The discriminator and the generator are adversaries in the sense that the generator attempts to minimize the Loss function, i.e., to fool the discriminator by producing real-like synthetic images, whereas the discriminator attempts to maximize the Loss function, i.e., expose imposter images. Training is complete when the generator is able to create fake, synthesized images, which are very difficult to be identified as fake by the discriminator. The pix2pix cGAN is further evolution of the above idea. Pix2pix is an implementation of the cGAN where the generation of an image is conditional on a specific target image instead of a set of target images. This way, a pix2pix generator (Figure 3) is not only trained to fool the discriminator but also to synthesize images that are as close as possible to the ground truth pair of each input image. This can be expressed mathematically by incorporating the idea of L1 distance between the paired generated image of the known input and the specific paired target image into Equation (2), as follows:

(3)$LOS{S}_{pix2pix}=LOS{S}_{cGAN}(G,D)+\lambda \times L_{L1}\left(G\right)$

In this study, we have utilized the PyTorch implementation [13] of the pix2pix algorithm as presented in [12]. In that implementation, the discriminator is designed as a PatchGAN, whereas the generator is designed as a U-Net. During the training process of all the models presented in this work, we used the default parameter and hyperparameter values of the PyTorch pix2pix implementation [13]. A list of values of important adjustable parameters for the training of the pix2pix models is illustrated in Table 2. In the present dataset, the cross entropy, which was used as the default cGan loss function in the pix2pix implementation of Isola et al. [12], was evaluated against the mean squared error (MSE) (squared L2 norm) loss used in LSGANs [19], the Wasserstein distance loss and wGANs [20]. The loss curves of the presented models’ training process are illustrated on Figure 5.

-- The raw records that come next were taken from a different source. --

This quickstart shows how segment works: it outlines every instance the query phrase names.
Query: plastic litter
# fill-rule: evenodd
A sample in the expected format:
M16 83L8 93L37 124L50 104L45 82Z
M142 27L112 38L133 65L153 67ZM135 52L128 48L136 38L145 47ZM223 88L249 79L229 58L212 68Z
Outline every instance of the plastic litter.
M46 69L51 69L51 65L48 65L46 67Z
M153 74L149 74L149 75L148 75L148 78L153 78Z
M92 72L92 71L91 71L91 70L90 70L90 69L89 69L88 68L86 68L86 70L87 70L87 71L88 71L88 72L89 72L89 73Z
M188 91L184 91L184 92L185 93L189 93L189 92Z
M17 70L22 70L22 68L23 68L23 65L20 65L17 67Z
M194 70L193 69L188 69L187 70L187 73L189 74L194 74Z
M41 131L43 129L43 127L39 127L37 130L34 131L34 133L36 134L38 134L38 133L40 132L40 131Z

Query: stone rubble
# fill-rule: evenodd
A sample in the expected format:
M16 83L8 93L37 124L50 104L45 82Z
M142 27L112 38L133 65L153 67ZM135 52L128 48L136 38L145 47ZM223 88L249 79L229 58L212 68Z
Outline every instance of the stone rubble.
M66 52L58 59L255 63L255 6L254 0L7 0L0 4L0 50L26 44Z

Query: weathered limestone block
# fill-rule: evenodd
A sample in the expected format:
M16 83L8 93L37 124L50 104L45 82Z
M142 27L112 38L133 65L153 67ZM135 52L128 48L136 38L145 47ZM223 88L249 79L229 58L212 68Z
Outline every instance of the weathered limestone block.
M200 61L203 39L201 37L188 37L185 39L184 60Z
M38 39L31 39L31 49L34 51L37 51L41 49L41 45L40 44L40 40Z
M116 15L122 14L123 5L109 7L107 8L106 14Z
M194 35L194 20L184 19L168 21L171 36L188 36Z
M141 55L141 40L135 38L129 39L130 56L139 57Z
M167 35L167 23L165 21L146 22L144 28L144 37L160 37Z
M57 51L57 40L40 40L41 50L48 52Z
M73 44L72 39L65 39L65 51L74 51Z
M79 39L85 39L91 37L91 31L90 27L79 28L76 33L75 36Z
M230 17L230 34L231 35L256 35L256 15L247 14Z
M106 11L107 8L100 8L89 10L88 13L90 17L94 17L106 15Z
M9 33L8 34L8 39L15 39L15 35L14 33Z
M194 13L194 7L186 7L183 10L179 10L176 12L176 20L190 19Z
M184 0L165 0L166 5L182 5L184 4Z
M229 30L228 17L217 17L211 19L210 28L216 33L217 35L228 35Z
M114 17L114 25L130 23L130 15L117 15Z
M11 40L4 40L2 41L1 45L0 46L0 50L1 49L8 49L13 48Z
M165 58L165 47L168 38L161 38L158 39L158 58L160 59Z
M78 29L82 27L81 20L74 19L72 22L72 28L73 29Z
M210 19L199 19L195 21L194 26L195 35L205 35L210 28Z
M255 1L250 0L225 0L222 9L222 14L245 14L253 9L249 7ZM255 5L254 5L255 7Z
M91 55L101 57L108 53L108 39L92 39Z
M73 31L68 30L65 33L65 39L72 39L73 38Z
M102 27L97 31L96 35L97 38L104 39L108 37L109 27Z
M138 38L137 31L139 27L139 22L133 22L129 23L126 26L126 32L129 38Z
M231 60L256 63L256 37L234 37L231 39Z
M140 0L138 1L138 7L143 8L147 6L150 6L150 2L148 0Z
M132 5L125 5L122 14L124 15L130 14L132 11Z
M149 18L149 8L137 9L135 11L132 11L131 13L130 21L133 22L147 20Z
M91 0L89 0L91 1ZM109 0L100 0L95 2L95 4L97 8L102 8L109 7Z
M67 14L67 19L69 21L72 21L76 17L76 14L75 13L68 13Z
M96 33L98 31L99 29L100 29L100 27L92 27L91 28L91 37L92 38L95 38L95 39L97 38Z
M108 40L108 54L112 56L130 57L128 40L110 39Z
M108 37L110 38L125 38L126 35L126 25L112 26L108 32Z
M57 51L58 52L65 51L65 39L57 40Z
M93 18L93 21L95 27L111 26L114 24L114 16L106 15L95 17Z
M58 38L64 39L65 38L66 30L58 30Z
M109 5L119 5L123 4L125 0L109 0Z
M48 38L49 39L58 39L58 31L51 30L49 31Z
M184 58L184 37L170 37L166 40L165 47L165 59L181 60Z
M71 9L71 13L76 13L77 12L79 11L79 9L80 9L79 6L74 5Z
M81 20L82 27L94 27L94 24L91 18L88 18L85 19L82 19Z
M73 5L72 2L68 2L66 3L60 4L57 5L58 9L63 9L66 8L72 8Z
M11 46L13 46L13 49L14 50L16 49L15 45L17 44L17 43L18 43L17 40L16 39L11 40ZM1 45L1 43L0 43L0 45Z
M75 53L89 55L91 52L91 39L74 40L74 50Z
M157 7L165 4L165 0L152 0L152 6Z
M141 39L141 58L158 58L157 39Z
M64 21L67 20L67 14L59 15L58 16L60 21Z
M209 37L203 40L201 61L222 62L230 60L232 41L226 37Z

The performance evaluation of the pix2pix models in the present dataset has been performed using three image quality metrics: (a) peak signal-to-noise ratio (PSNR), (b) structural similarity index measure (SSIM) and (c) Fréchet inception distance (FID). PSNR is an expression for the ratio between the maximum possible signal power value and the power of distorting noise that affects the quality of its representation [21]; SSIM compares local patterns of pixel intensities that have been normalized for luminance and contrast [22]; FID is a metric focused on assessing the quality of images created by generative models and is considered one of the most widely accepted image quality metrics for image generation [23,24]. FID compares the distribution of the generated images with the distribution of the set of the target images and captures the similarity between the two sets. The aforementioned metrics have been used previously to assess the quality of cGAN-generated images quantitatively in comparison to other metrics, such as mean absolute error (MAE) and mean square error (MSE), which, in some cases, are not appropriate for evaluating the results of the cGAN approach [25,26,27,28].

3. Results

3.1. Quantitative Evaluation

Figure 6 illustrates indicative optical to X-ray translations in the test dataset for the four distinct combinations of mouse and bed color that the pix2pix network has been trained on. The input optical image and the ground truth are presented alongside synthetic X-ray images generated by the pix2pix network that was trained using three different loss functions: (a) Cross Entropy; (b) MSE; (c) Wasserstein distance. The results demonstrate the ability of the trained networks to efficiently map the photographic mouse image to an X-ray scan in terms of animal mapping, but not for diagnosis, as the information of the actual structure of mouse cannot be generated. However, the renderings and the morphological characteristics are reproduced in an adequate manner compared to the ground truth X-ray images, demonstrating the feasibility of the proposed approach for animal mapping.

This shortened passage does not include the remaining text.